A product of Grande Prairie minor hockey, McTaggart rose up through the ranks to play on GPAC elite teams before playing three seasons with the Junior A Storm. "I was definitely a late bloomer in terms of physical development and skill as a hockey player. I just squeaked on to the Bantam AAA team as a second-year bantam, but it really didn’t click for me until age 16 or 17, as far as what it takes to be an elite hockey player. Going into my first year of Junior I weighed 136 pounds; so at weigh-in I had a tracksuit on and two full bottles of water in my pockets, and that got me up to 142 pounds", laughed McTaggart, the Strength and Conditioning Coach for the Junior A Storm, all GPAC teams, and several minor hockey teams in the Grande Prairie area. He also offers personal and private training to the general public. McTaggart, known as "Tags" in hockey circles, is also the Assistant Coach with the U18AAA Storm, working with Head Coach Chris Schmidt. In fact, a decade ago McTaggart played on the same AAA team that he now coaches. He enjoys interacting with the players and knows the value of being a role-model and mentor for young athletes. "It is important to have quality workouts, but a lot of kids enjoy the social factor and that connection with being able to talk to someone whether it’s about how your day went, or advice about hockey, I think that’s what kids look for and want the most."

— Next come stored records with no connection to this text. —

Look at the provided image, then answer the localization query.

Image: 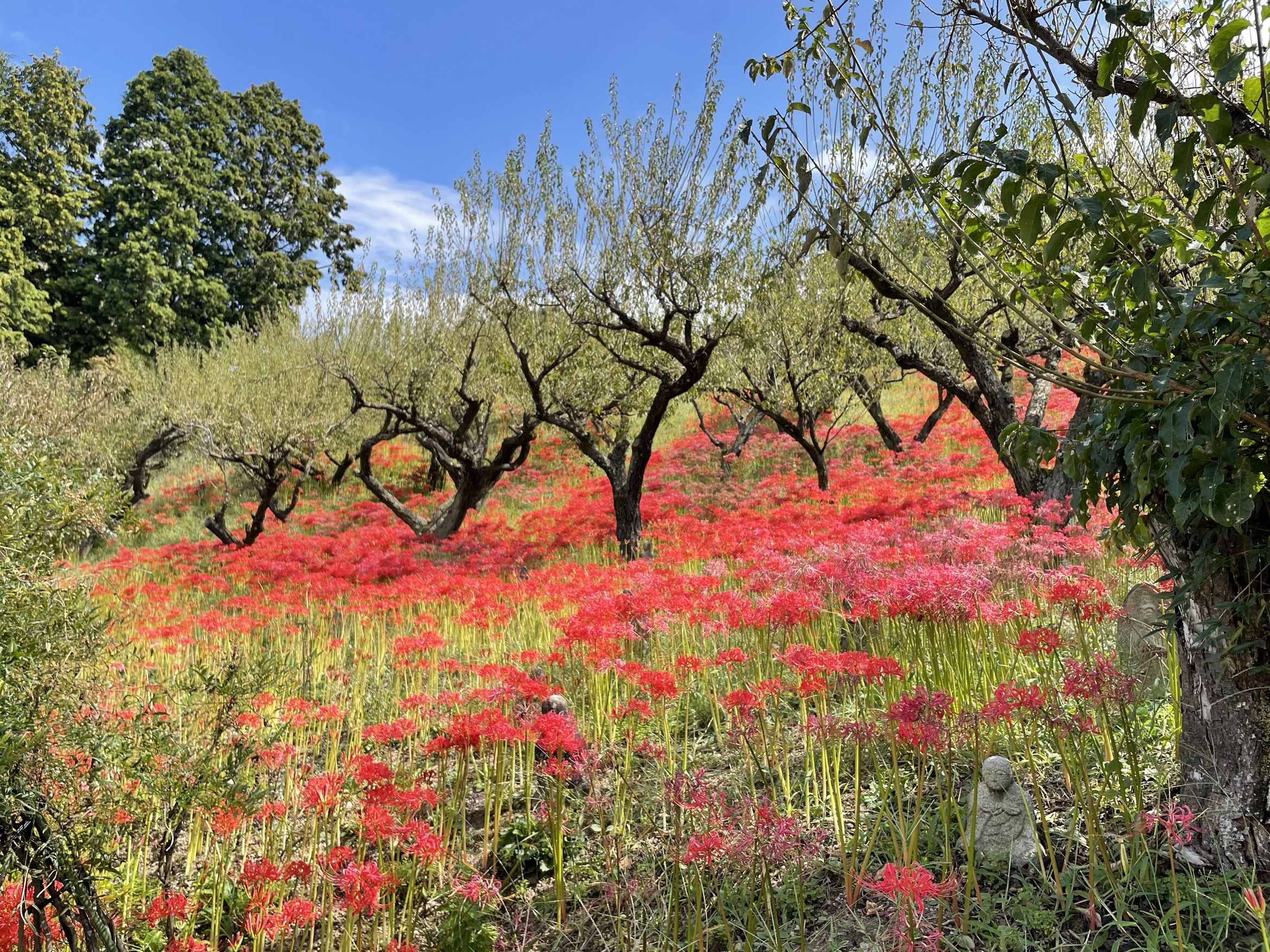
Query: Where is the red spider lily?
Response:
[530,711,587,757]
[713,648,750,668]
[335,859,393,915]
[239,858,282,890]
[358,806,400,843]
[1243,886,1266,919]
[675,655,706,674]
[863,863,956,915]
[280,859,314,882]
[1062,655,1136,705]
[1139,802,1195,846]
[300,773,345,813]
[980,681,1049,722]
[362,717,419,744]
[1015,629,1063,655]
[719,688,763,717]
[392,786,444,814]
[208,806,245,839]
[400,820,446,866]
[141,892,189,947]
[451,874,503,906]
[255,741,296,771]
[347,754,392,787]
[318,847,353,873]
[682,830,728,866]
[886,684,952,723]
[639,671,680,701]
[426,707,519,754]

After completing his tenure with the Storm, McTaggart had a few options. “I was actually going to go play in the US and take Power Engineering, but I had applied to Red Deer College as well. I was always passionate about fitness and working out. That was a major reason I was able to play the game as long as I did, especially being an undersized guy.”

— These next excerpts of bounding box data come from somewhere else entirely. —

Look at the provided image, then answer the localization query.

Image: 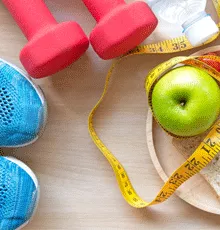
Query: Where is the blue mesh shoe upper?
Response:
[0,60,45,147]
[0,157,38,230]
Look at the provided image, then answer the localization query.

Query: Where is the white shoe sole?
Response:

He ended up playing for three years at Red Deer College and two more at the University of Alberta-Augustana. Perhaps as importantly, McTaggart began forming his strength and conditioning future by studying Science with a major in Kinesiology. Back in Grande Prairie during the summers, McTaggart worked with Tina Caron and Tanya Morgan in the Power Plus summer hockey program. That helped link McTaggart’s schooling and passion for hockey together.
After a modest beginning, working with about 15 players in his parent’s garage, McTaggart expanded his training services, working out of the Clairmont hockey arena for 3 years. This past summer, he moved his business to 100th avenue, across the street from Doug Marshall. Simply put, McTaggart says he helps players "get bigger, stronger, faster, more athletic and in better shape". As a conditioning coach, McTaggart balances the role of motivator, while also setting firm expectations for his athletes. "It’s something I have had to fine-tune. Some athletes you can be a little bit stern with and they will thrive on that, with others, you have to have more of a calm conversation. It’s just finding out the personalities and how each athlete prefers to interact."

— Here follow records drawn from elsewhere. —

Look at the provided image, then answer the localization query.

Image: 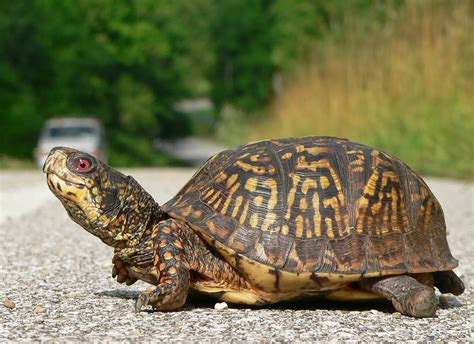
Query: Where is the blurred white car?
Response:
[34,117,107,168]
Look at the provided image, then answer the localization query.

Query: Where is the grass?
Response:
[246,0,474,179]
[0,155,38,170]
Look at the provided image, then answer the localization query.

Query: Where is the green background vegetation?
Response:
[0,0,474,178]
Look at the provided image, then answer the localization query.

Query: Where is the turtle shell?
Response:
[163,137,457,291]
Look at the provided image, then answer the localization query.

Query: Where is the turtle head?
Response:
[43,147,159,247]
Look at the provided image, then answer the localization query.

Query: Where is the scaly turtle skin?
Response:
[44,137,464,317]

Looking back, McTaggart acknowledges mentors in his life, just as he is a mentor and role model to dozens of young hockey players. "My Dad is one of the hardest working guys I’ve ever seen. He’s now semi-retired and still puts in 12-16 hour days. We compete to see who is out of bed first thing in the morning. I've also learned a lot from Mark Malekoff, my Midget AAA coach, and continue to learn a lot from him. I still seek him out for advice."
The passion for being behind the bench began a few years ago "I started coaching spring hockey while I was still playing junior, and I learned how to manage a bench. Dealing with lines, and learning how to interact, or not interact with parents was all good experience. Working with Power Plus and various hockey schools kept me in the game and I've learned a ton working with Schmidty, just by watching him and how he goes about things and interacts with players."
Going forward, McTaggart is excited about what lies ahead for him. "I’ve always thought about having my own gym and I'm taking classes full-time right now and there are a few options I'm looking into. I absolutely love being involved in training the teams, and I know it’s important from a hockey and on-ice performance perspective, but there is so much more it teaches, health and lifestyle wise. I would like to move up the ranks in coaching to become a head coach. I would also like to help Grande Prairie be more of a spotlight for player development".